Il propose principalement deux outils :
- Le AI Copyright Case Tracker, un moteur de recherche qui répertorie chaque plainte déposée par des auteurs·trices, des musicien·nes ou des éditeurs·trices contre les géants de la Tech.
- Des cartes interactives (PDF Maps)
On y retrouve notamment l’un des procès les plus médiatisés dans le domaine du droit d’auteur·trice, celui qui oppose le New York Times à OpenAI et Microsoft. Déposée en décembre 2023, la plainte du New York Times apporte ce qu’aucun autre procès n’a réussi jusque-là : des preuves. Avec des dizaines de captures d’écran montrant que ChatGPT est capable de restituer, mot pour mot, des paragraphes entiers d’articles payants normalement protégés par un paywall.

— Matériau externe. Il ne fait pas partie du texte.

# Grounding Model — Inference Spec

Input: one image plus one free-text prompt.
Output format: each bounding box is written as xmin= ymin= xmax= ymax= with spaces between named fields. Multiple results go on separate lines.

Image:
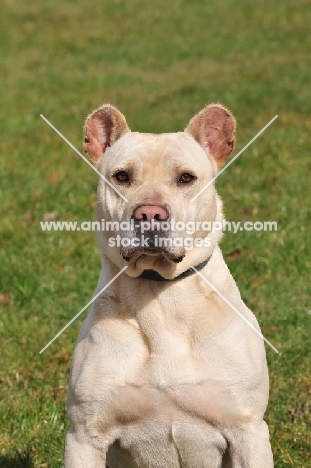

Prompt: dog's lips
xmin=120 ymin=247 xmax=185 ymax=263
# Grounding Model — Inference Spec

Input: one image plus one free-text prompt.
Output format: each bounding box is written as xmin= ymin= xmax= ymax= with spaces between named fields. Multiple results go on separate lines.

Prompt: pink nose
xmin=133 ymin=205 xmax=168 ymax=222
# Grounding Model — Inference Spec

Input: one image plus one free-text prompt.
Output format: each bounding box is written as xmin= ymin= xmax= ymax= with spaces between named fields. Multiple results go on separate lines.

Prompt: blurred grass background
xmin=0 ymin=0 xmax=311 ymax=468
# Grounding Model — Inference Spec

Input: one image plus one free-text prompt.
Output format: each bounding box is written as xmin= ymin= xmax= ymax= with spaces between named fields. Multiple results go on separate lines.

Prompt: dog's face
xmin=84 ymin=105 xmax=235 ymax=278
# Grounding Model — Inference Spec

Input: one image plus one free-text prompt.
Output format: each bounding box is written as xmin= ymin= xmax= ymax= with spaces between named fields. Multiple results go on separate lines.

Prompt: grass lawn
xmin=0 ymin=0 xmax=311 ymax=468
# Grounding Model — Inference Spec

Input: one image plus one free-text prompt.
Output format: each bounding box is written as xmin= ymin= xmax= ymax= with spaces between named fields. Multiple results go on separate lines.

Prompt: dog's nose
xmin=133 ymin=205 xmax=168 ymax=222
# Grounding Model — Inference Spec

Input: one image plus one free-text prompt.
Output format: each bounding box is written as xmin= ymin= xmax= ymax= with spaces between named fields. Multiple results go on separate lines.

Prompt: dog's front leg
xmin=64 ymin=429 xmax=108 ymax=468
xmin=230 ymin=421 xmax=274 ymax=468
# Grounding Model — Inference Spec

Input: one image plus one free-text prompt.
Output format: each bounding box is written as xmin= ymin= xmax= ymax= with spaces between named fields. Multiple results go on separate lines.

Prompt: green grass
xmin=0 ymin=0 xmax=311 ymax=468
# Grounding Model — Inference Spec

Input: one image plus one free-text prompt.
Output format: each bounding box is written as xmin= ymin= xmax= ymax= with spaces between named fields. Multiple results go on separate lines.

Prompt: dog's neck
xmin=138 ymin=256 xmax=212 ymax=281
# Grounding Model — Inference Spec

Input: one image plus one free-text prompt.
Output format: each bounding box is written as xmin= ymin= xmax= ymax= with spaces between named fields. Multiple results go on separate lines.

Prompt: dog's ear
xmin=185 ymin=104 xmax=236 ymax=166
xmin=83 ymin=104 xmax=130 ymax=164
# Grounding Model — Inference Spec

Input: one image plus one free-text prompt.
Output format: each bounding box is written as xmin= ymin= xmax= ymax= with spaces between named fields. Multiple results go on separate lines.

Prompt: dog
xmin=65 ymin=104 xmax=273 ymax=468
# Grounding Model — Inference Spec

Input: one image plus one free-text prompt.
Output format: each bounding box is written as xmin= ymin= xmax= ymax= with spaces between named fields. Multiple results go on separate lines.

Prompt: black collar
xmin=138 ymin=256 xmax=212 ymax=281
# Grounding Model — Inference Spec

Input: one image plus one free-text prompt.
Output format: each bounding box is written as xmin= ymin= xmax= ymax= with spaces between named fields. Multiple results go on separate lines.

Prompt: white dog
xmin=65 ymin=104 xmax=273 ymax=468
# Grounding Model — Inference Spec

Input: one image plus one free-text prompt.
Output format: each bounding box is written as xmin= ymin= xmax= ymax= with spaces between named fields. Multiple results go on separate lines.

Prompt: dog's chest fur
xmin=70 ymin=278 xmax=260 ymax=467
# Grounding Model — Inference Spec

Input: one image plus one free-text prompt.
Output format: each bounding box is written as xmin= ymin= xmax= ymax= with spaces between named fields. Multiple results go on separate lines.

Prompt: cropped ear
xmin=83 ymin=104 xmax=130 ymax=164
xmin=185 ymin=104 xmax=236 ymax=166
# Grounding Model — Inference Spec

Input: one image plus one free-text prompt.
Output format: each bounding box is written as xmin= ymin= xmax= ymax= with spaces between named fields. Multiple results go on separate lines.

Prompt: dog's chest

Hachette Group Book contre Google
On y retrouve également le procès en cours de Hachette Group Book contre Google. Le 14 juillet dernier, Hachette Book Group, Cengage Learning, Elsevier, l’écrivain Scott Turow et sa maison S.C.R.I.B.E. ont annoncé qu’ils allaient attaquer Google via une plainte déposée à New York. Selon la plainte, Google aurait siphonné des œuvres confiées à Google Books et à d’autres services, prévues pour des usages restreints, puis les aurait recyclées pour muscler Gemini. La plainte révèle également que Gemini est entraîné à imiter précisément les choix créatifs et les éléments stylistiques d’auteurs spécifiques. L’algorithme clone la plume des humains, créant une concurrence frontale et déloyale.

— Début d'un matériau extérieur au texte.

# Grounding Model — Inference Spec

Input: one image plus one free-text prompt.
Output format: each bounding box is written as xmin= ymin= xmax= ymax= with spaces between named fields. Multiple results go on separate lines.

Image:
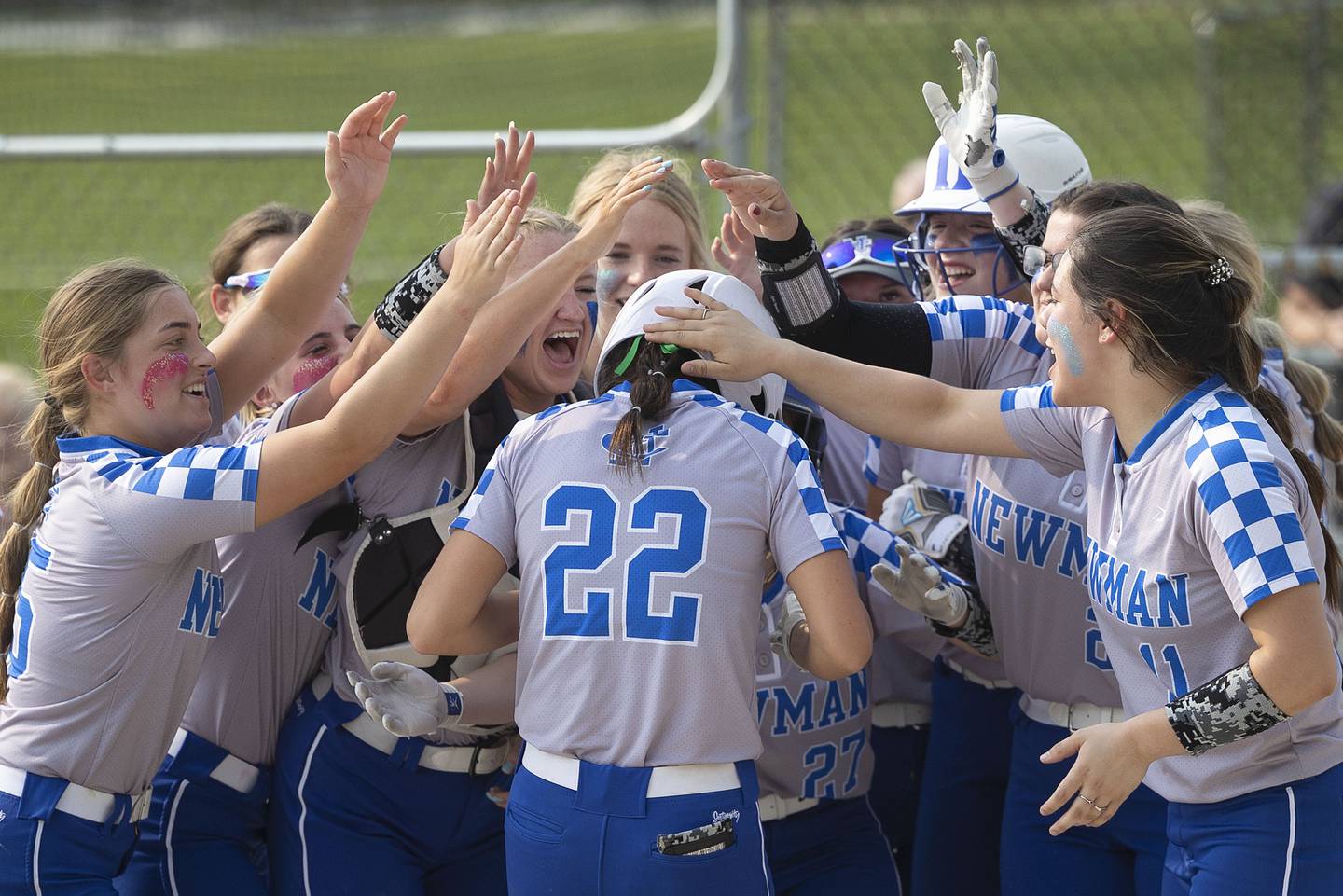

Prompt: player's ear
xmin=79 ymin=354 xmax=117 ymax=393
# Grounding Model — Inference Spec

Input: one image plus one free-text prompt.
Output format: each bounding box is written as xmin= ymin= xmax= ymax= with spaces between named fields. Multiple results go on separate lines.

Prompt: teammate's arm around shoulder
xmin=249 ymin=191 xmax=521 ymax=527
xmin=644 ymin=289 xmax=1026 ymax=457
xmin=211 ymin=92 xmax=406 ymax=417
xmin=788 ymin=551 xmax=872 ymax=679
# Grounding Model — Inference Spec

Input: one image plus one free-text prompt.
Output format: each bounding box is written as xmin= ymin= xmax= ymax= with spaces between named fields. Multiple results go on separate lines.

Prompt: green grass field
xmin=0 ymin=0 xmax=1343 ymax=360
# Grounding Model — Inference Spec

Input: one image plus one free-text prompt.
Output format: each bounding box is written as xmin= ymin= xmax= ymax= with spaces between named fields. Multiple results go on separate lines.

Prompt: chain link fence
xmin=0 ymin=0 xmax=1343 ymax=367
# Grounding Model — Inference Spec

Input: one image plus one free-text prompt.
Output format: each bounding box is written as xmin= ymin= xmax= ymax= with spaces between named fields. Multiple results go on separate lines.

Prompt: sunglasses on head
xmin=821 ymin=234 xmax=910 ymax=274
xmin=224 ymin=268 xmax=349 ymax=298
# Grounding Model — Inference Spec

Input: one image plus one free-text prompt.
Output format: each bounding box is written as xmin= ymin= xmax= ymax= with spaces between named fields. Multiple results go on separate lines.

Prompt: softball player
xmin=270 ymin=159 xmax=668 ymax=893
xmin=654 ymin=208 xmax=1343 ymax=895
xmin=0 ymin=110 xmax=529 ymax=893
xmin=756 ymin=497 xmax=941 ymax=896
xmin=381 ymin=271 xmax=872 ymax=893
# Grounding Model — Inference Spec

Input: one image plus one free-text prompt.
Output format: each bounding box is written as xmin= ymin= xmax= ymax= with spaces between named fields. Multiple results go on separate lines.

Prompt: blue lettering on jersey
xmin=177 ymin=567 xmax=224 ymax=638
xmin=434 ymin=478 xmax=462 ymax=506
xmin=970 ymin=479 xmax=1087 ymax=579
xmin=756 ymin=669 xmax=870 ymax=737
xmin=1087 ymin=539 xmax=1190 ymax=628
xmin=298 ymin=547 xmax=338 ymax=628
xmin=6 ymin=587 xmax=33 ymax=679
xmin=602 ymin=423 xmax=672 ymax=466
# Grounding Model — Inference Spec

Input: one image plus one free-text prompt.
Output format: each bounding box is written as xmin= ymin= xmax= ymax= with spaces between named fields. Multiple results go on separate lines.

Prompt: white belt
xmin=872 ymin=703 xmax=932 ymax=728
xmin=756 ymin=794 xmax=821 ymax=822
xmin=313 ymin=671 xmax=507 ymax=775
xmin=941 ymin=657 xmax=1017 ymax=691
xmin=168 ymin=728 xmax=260 ymax=794
xmin=522 ymin=744 xmax=741 ymax=798
xmin=0 ymin=765 xmax=150 ymax=825
xmin=1020 ymin=695 xmax=1124 ymax=731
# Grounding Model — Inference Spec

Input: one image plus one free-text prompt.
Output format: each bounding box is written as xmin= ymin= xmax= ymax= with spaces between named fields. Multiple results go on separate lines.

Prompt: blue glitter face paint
xmin=596 ymin=268 xmax=620 ymax=302
xmin=1049 ymin=317 xmax=1083 ymax=376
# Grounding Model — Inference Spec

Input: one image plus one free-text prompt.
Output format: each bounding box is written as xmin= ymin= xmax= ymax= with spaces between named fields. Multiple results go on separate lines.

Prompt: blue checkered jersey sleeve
xmin=752 ymin=409 xmax=843 ymax=578
xmin=451 ymin=418 xmax=520 ymax=567
xmin=86 ymin=443 xmax=262 ymax=563
xmin=920 ymin=296 xmax=1046 ymax=388
xmin=998 ymin=383 xmax=1104 ymax=476
xmin=1184 ymin=391 xmax=1321 ymax=615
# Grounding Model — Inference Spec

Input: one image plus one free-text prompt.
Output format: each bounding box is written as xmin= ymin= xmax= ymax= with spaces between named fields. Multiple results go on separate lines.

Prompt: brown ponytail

Ce procès contre Google s’ajoute à une longue liste de poursuites pour violation de droits d’auteur·trice contre des entreprises du secteur de l’intelligence artificielle. En mai dernier, Meta subissait la même offensive judiciaire. Face au soulèvement, certaines firmes flanchent. Ainsi, Anthropic, derrière le chatbot Claude, a dû lâcher 1,5 milliard de dollars pour éteindre un incendie similaire. Pourtant, certains juges continuent de fermer les yeux, protégeant l’impunité des géants de la tech.
Piller des livres, piller la planète
Les mêmes IA qui avalent et détruisent des bibliothèques entières sans consentement sont aussi celles qui font tourner des data centers brûlants. L’extraction de contenu et l’extraction de ressources constituent le même combat !
L’IA explose dans nos usages plus vite que n’importe quelle technologie avant elle. Mais derrière l’écran, des data centers font bouillir la planète et des puces sont fabriquées à l’aide de métaux rares extraits au prix d’un extractivisme colonial forcené.